Saturday, January 07, 2006


Fiestas hermanas


Nunca digas todo lo que piensas
Michael Corleone


Para el preludio al viaje, ¿qué mejor receta que el cine? Los libros y los viajes son los peores enemigos de la ignorancia, según Wilde. Yo agregaría el buen cine y creo que Oscar estaría de acuerdo conmigo. Así, antes de viajar, qué mejor que una buena película para hacer tiempo o para matarlo o para ganar unas horas o para acelerarlas. Yo decidí hacer tiempo con las tres películas de El Padrino. Mi avión Londres-Madrid-México-Guadalajara salía a las 7 de la mañana por lo que debía abandonar el departamento a las cuatro y media con tiempo suficiente para documentar mis maletas en Heathrow. Cualquiera que ha visto las películas de El Padrino sabe que, una vez que las ha visto, las quiere volver a ver. Justo como un buen libro que, una vez terminado, ansía volverse a abrir desde la primera página. Y además, como dice Paul Auster, no es tanto el tiempo de lectura lo que permite saber si el libro es bueno o no, sino las horas que uno pasa alejado del libro pero todavía pensando en él, como si uno se fuese convirtiendo lentamente, en un personaje más; los alrededores ya no parecen como eran antes sino que se han transformado según el libro –o la película– que hayamos visto.
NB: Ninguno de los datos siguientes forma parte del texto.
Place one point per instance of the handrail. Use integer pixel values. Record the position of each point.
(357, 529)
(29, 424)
Viajé durante veinticuatro horas pensando en la película. En cómo se van dando las sucesiones de un padrino a otro en un rito de religión y muerte: bautismo, matrimonio, orden papal. La familia es sagrada y el respeto al padrino, quien cuida de sus seres queridos y sus amigos, es muy importante. Hubo una parte que me llamó especialmente la atención, debido a su similitud con nuestra cultura. Cuando Michael Corleone –hijo de Vito, el primer padrino– se exilia en Sicilia después de matar a los que intentaran asesinar a su padre, conoce a Apolonia, mujer con la que se casa en la villa Corleone, se hace una gran fiesta en la que se baila, se bebe y se invita a todo el pueblo. La banda toca y los invitados se sientan en círculo alrededor de la pista de baile. La comida y la bebida no faltan.
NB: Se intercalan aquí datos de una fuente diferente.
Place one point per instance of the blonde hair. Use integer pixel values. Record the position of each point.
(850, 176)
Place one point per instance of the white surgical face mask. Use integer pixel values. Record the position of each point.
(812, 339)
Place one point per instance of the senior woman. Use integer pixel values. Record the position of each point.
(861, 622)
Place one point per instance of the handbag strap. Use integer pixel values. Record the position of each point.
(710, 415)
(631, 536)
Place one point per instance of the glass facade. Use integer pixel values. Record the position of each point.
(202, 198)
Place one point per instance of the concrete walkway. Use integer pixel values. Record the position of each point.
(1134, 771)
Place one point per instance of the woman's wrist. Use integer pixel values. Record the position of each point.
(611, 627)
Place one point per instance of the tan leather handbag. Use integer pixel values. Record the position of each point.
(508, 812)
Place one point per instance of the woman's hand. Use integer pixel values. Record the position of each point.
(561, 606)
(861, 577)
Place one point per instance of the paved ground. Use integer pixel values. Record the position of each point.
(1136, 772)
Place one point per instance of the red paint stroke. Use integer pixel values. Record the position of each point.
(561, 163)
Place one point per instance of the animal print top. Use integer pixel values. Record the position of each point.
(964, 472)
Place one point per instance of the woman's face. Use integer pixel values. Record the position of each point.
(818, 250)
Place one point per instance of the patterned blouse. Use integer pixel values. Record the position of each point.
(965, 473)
Dos días después de llegar a Guadalajara decidí ir con mis padres a recibir el año nuevo a San Sebastián del Oeste, pueblo de 680 habitantes enclavado en la sierra de Jalisco, a una hora de Puerto Vallarta. El día que llegamos anduvimos caminando por el pueblo, la plaza principal y su templo. De repente escuchamos al mariachi tocar y vimos cómo se aproximaban hacia el templo, siguiendo a una comitiva de unos 10 jóvenes de traje, una quinceañera con vestido blanco al lado de su padrino y sus padres. Hicieron fila a las puertas del templo. El padre salió acompañado de su acólito y los roció de agua bendita para que pudieran entrar al recinto. Mientras transcurría la misa, subimos al campanario para apreciar una mejor vista del pueblo y sus alrededores montañescos. Eso fue como a las seis de la tarde. Nos retiramos a descansar un rato, sentados en el zaguán de la casa de mis tíos. Llegada la noche nos enteramos que habría fiesta en grande y que todo el pueblo estaba invitado. De inmediato asocié el evento con la escena de El Padrino. Parecía como si ahora estuviese dentro de la película, como si la vida hubiese copiado al cine en sus costumbres y ceremonias. ¿Cómo era posible que pueblos tan distantes tuviesen costumbres similares? Acaso sea un poco por las raíces que compartimos en cuanto al lenguaje, lenguas latinas, catolicismo exacerbado, sencillez de la gente de pueblo, generosidad de aquellos que se sienten agradecidos y aman el lugar donde nacieron. La vida, justo como en el cine.